Por otro lado, renovar al Poder Judicial es legítimo, aunque el supuesto autoritarismo del que acusa la oposición a la Cuarta Transformación sea un impedimento para afirmarlo con todas sus letras en algunos espacios. El sistema judicial como lo conocemos fue diseñado en 1994, cuando el entonces presidente Ernesto Zedillo reformó su estructura y su funcionamiento y sustituyó a los ministros, ante los vientos democráticos que ya estaban recorriendo todo el país. Desde entonces y hasta 2018, México fue gobernado por priistas y panistas, y fueron ellos quienes tomaron las decisiones y configuraron al poder judicial.
En 2018, el primer gobierno de izquierda no estaba en condiciones de emprender la renovación de este poder, y los números en el Congreso tampoco eran suficientes, pero 2024 presenta un escenario diferente. El tremendo refrendo que la ciudadanía le dio al proyecto de Transformación permite renovar, por una vía institucional y democrática, al poder judicial en su totalidad. Si los poderes púbicos emanan del Pueblo y éste tiene el inalienable derecho de escoger o modificar su forma de gobierno, como reconoce el artículo 39 de nuestra Constitución, también lo tiene para crear o renovar poderes —y organismos constitucionalmente autónomos—, especialmente si éstos no responden a la realidad nacional o a lo expresado por la ciudadanía en las urnas.
Así que aprovechemos este momento único para resarcir la deuda que tiene el Estado mexicano con los miles de víctimas que esperan justicia.
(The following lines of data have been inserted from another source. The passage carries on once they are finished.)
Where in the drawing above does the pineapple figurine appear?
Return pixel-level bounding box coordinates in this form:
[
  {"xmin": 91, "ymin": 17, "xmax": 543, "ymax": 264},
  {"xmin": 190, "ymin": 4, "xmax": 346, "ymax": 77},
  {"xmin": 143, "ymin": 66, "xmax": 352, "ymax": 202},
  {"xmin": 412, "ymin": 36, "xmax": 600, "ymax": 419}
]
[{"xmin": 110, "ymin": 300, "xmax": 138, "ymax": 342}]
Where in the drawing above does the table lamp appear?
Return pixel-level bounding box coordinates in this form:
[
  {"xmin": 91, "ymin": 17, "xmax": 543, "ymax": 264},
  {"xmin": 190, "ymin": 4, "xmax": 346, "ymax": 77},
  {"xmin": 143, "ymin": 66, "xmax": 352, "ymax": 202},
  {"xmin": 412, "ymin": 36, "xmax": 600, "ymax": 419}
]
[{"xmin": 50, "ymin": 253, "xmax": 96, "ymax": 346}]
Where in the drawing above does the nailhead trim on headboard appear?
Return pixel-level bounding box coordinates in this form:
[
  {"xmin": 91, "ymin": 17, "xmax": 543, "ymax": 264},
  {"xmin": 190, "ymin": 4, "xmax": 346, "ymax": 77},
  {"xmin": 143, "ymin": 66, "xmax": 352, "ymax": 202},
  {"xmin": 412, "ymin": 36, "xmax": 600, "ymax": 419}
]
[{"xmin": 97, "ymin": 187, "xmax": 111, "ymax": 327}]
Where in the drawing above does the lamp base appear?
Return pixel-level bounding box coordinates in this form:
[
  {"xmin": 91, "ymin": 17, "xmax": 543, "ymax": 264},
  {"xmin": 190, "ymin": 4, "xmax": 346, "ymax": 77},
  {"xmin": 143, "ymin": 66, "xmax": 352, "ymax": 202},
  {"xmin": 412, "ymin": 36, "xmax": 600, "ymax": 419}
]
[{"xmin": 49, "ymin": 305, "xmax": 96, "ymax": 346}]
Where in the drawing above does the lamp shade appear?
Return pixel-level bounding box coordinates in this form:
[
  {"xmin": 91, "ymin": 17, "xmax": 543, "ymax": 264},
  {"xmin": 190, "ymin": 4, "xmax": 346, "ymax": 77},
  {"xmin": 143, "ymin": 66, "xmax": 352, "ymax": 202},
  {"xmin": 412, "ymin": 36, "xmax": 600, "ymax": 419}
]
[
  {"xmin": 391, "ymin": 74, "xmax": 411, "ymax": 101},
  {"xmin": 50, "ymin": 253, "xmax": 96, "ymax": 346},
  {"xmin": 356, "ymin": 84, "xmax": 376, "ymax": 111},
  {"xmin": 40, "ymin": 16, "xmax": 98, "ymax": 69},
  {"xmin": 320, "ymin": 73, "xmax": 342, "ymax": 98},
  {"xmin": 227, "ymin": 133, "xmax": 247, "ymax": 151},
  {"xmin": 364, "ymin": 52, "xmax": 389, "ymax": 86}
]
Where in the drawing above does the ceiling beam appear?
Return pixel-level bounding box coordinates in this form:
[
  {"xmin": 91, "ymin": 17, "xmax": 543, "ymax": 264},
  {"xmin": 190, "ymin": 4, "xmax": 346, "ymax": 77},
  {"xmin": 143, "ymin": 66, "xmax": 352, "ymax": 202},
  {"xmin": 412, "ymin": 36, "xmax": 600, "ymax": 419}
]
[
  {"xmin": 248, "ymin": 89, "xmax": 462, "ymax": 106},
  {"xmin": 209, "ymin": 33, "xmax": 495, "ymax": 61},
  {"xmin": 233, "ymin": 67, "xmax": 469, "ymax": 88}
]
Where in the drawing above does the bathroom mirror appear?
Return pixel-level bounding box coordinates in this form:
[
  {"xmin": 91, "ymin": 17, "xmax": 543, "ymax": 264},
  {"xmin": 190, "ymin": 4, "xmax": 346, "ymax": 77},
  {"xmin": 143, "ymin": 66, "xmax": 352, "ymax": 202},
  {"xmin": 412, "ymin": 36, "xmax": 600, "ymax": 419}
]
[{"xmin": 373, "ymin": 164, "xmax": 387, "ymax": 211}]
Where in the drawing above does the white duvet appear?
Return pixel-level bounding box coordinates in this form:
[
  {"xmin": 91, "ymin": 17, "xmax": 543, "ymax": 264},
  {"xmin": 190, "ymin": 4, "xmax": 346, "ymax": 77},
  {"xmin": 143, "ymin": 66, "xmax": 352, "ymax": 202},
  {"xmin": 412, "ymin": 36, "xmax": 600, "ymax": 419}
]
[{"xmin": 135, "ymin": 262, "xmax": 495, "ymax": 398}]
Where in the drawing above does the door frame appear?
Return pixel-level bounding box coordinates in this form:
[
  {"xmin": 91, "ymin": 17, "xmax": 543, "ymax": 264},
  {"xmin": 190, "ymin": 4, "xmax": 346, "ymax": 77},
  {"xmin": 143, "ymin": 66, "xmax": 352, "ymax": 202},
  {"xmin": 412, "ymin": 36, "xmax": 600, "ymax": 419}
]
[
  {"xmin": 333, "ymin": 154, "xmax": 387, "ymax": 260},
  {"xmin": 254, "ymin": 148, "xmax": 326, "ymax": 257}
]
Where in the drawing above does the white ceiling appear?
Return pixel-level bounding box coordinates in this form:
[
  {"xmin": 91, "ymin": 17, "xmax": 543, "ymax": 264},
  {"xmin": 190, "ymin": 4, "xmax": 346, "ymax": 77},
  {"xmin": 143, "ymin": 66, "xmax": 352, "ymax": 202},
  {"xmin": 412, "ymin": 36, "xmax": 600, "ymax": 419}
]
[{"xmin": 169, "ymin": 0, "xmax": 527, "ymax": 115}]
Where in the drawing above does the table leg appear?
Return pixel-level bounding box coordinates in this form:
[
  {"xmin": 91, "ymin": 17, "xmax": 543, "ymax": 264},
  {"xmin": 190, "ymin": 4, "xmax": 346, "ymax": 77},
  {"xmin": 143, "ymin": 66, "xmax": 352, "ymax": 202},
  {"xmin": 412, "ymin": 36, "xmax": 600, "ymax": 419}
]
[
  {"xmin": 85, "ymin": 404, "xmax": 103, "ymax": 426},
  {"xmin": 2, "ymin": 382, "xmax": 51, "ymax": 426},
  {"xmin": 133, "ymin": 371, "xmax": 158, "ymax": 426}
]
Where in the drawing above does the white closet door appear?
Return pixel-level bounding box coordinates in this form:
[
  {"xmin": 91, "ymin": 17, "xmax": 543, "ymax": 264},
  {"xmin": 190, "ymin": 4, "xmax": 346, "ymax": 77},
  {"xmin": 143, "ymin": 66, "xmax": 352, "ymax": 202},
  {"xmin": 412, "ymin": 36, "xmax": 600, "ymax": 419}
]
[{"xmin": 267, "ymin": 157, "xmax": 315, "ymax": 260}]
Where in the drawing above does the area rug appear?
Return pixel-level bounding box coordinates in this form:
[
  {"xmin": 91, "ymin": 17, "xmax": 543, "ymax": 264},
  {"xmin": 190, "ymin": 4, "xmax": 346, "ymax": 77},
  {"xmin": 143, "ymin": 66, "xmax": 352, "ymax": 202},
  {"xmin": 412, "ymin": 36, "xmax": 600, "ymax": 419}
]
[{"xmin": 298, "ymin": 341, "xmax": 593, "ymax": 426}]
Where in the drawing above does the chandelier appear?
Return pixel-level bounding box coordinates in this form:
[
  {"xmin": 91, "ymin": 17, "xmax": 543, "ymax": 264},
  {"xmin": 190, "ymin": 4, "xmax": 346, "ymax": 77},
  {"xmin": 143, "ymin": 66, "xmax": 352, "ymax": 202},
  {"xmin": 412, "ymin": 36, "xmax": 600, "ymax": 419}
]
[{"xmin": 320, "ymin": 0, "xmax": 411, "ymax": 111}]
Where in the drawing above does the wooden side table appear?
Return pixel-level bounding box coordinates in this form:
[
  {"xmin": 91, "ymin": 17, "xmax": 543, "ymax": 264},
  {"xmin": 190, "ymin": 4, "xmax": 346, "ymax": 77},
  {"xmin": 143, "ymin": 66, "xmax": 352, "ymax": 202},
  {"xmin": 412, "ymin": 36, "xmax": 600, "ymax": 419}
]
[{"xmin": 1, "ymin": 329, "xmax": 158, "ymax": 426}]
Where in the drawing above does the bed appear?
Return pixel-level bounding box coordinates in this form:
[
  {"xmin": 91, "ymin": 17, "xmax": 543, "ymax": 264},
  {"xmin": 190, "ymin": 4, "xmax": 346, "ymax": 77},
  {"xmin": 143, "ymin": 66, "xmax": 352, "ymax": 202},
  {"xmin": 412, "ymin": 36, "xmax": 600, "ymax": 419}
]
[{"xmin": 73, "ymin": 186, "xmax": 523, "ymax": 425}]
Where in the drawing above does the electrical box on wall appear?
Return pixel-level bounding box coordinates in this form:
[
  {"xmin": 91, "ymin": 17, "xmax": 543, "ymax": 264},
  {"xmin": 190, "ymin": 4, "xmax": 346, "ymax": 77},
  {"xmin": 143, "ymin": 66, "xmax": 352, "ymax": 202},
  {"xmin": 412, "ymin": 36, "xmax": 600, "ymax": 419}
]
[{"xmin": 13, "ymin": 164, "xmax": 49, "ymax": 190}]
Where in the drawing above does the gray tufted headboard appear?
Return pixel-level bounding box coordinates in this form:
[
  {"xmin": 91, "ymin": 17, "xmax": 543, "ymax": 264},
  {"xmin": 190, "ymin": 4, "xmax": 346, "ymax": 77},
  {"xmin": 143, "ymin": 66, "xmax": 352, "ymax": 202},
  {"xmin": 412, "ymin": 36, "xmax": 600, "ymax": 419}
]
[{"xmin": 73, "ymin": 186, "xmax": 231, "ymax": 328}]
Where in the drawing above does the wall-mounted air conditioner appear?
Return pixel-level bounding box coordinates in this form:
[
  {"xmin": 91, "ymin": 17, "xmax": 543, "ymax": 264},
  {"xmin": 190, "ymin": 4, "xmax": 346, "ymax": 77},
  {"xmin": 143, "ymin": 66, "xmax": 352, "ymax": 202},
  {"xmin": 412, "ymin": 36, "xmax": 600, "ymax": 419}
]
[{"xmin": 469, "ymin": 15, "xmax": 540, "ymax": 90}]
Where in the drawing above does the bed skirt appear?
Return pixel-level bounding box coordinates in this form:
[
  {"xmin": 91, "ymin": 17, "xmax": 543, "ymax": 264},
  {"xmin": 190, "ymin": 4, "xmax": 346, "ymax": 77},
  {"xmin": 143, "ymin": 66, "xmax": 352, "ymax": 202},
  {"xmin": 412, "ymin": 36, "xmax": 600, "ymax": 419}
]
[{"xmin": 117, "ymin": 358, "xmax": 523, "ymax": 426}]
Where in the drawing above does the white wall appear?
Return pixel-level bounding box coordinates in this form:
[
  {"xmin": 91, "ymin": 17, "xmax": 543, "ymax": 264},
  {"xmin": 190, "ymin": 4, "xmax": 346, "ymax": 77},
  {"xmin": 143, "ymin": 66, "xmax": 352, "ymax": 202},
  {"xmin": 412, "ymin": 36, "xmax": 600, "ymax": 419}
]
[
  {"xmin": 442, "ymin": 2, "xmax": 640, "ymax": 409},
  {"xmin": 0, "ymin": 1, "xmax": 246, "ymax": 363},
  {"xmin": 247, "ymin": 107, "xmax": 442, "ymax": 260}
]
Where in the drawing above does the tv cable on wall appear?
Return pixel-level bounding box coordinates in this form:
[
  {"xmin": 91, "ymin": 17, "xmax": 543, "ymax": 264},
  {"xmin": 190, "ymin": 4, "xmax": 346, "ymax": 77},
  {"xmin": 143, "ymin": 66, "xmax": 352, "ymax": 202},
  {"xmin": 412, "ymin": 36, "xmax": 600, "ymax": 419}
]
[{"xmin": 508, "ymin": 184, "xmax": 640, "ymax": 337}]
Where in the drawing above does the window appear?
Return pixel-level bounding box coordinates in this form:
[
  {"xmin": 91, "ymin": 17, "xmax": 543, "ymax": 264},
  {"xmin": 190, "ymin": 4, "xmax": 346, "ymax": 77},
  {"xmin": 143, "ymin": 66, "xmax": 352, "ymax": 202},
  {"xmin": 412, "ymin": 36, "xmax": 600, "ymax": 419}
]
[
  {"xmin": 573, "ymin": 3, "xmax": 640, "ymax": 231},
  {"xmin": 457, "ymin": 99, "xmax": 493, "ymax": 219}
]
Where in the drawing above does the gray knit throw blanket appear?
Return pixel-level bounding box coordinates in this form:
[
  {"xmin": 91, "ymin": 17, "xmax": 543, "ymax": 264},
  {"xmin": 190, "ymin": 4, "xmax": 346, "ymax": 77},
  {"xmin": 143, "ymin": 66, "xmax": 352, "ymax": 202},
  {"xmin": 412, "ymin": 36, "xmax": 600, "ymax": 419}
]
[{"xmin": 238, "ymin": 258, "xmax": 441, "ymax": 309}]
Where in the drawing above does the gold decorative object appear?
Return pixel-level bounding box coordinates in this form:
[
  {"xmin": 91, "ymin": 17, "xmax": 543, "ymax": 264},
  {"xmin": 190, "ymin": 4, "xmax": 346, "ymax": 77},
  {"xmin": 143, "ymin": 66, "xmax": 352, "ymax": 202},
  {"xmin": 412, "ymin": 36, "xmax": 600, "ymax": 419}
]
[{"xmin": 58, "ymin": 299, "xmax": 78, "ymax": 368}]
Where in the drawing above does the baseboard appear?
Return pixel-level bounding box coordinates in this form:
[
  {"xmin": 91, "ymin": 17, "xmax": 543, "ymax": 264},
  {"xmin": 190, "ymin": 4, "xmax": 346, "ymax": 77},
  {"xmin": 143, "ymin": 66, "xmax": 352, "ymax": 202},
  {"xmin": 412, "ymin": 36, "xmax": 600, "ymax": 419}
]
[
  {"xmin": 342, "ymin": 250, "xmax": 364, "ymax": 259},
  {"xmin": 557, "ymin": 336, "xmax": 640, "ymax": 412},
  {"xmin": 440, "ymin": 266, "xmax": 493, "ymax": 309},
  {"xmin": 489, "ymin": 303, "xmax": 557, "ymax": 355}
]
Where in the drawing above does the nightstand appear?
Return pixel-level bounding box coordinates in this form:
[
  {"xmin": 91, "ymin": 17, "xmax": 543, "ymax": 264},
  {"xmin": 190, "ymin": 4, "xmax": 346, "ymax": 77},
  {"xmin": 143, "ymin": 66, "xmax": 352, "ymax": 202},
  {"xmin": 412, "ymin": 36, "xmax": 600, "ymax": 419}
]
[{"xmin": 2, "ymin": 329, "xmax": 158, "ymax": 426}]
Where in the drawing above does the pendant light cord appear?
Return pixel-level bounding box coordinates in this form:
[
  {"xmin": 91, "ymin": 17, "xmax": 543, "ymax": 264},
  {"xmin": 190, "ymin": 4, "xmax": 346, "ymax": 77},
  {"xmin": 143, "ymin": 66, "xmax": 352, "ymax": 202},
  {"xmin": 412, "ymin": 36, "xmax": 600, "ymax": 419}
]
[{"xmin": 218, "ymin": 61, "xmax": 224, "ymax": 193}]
El Poder Judicial no debe estar exento del proyecto de regeneración nacional por el que votamos en 2018 y reafirmamos hace unos meses. Si queremos que las decisiones del Poder Judicial sean independientes e imparciales, la mejor forma es enfocarnos en la necesidad de renovar, al menos, a sus cabezas y en otras alternativas que nos permitan lograrlo más allá de la votación. Esconder la necesaria y legítima regeneración del Poder Judicial detrás de un método de elección nos puede salir muy caro.